Some University of Vermont mathematicians have programmed a computer to analyze more than 1,000 texts on Project Gutenberg, and reminiscent of Kurt Vonnegut's story shapes lecture, they found that about 85% of them fit one of six narrative arcs. But Veronique Greenwood warns of some flaws: "The book that fit the Icarus arc best was a collection of 196 yoga sutras. Another odd marriage was the ‘Cinderella’ arc and its top fit: Boethius’ The Consolation of Philosophy."
Davis Harper and Jeff Maysh annotate Maysh's story about a young nurse who robbed banks, an "unreliable narrator" of her own story: "This story helped me realize that sometimes you don’t have to make the decision on who is telling the truth, or why," Maysh says. "I think you’ve got to be very clear that someone is an unreliable narrator, and allow the reader to make their mind up. That’s a tool from fiction, because some of the best fiction uses an unreliable narrator."
Kari Howard talks to David Wolman and Julian Smith and annotates their Epic magazine story, "The Cold War," on feuding ice cream vendors in Salem, Ore. Howard writes about how rarely longform journalism takes the kind of comic turn seen in that story: "Maybe it was so appealing because it reminded me of a favorite movie called 'Comfort and Joy,' which is like a Scottish version of this story — an offbeat comedy pitting one ice cream 'mafia' against another."
Allison Eck interviews Jon Mooallem about his story on Gavin Pretor-Pinney and the Cloud Appreciation Society, including how Mooallem weaved amateur cloud-watching's history into it: "History is always my favorite part to write, and typically to read, too. It tends to feel so crisp, with a clear momentum that the sloppy narrative you’re cobbling together from your shaggy real-time interviews and contemporary reality never does. What a relief when everyone’s long dead!"
Rachel Aviv talks to Steve Weinberg about her story on the police shooting of a mentally ill Albuquerque man and her circuitous route to the story, which began when she was doing research into acts of domestic violence committed by police officers: "My search terms somehow led me to a petition by a father in Albuquerque whose son had been killed by the police. The petition made it sound as if the son was one of many who had met the same fate."
Harvard historian and New Yorker writer Jill Lepore, biographer of Benjamin Franklin's little sister Jane, annotates her story “The Prodigal Daughter,” in which she weaves her mother's history and Jane Franklin's into a single layered narrative, drawing heavily upon her many years of archival research: "The parts of the book that get imported into the essay are like the reduction of a sauce that has been simmering so long you don’t even remember turning on the stove.”
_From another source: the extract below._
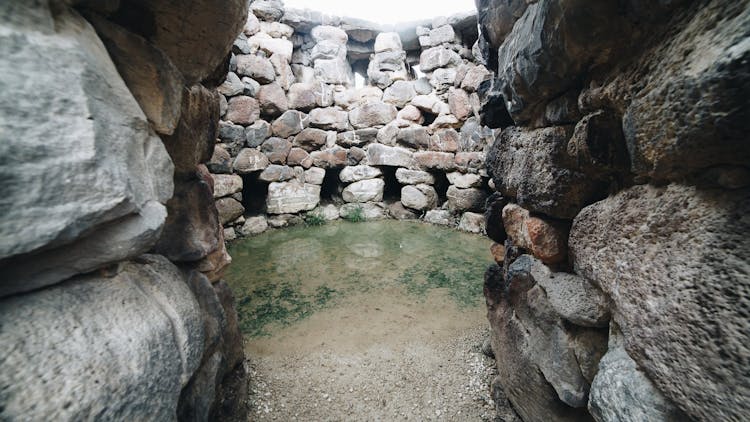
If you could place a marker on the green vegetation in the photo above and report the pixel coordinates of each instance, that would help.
(356, 215)
(314, 219)
(281, 304)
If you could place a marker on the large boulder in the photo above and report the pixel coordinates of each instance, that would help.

Paul Tough made an unusual decision in the first sentence of his story, "A Speck in the Sea," about a man suddenly cast adrift in the ocean. The decision: He revealed that the man survived. Tough explains to Steven Wilmsen why he did that, and how it fundamentally changed his story: "Once it became a story not about whether he survived but how he survived, then there were lots of little dramas to consider within that overarching narrative."
Abeer al-Najjar, the child of a refugee, analyzes a story by Susan Dominus about a 12-year-old Syrian refugee girl named Hana, whose days of manual farm labor are mingled with dreams of home: "This narrative speaks to the universal merit of journalistic works which help us not just be conscious of but cherish other humans. We dive with Dominus into Hana’s physical experience — 'the almonds were stubborn, resisting her fingers' — and into her soul and consciousness."
Maria Popova cites psychologist Jerome Bruner on the cognitive roots of narrative: "A good story and a well-formed argument are different natural kinds. Both can be used as means for convincing another. Yet what they convince of is fundamentally different: arguments convince one of their truth, stories of their lifelikeness. The one verifies by eventual appeal to procedures for establishing formal and empirical proof. The other establishes not truth but verisimilitude."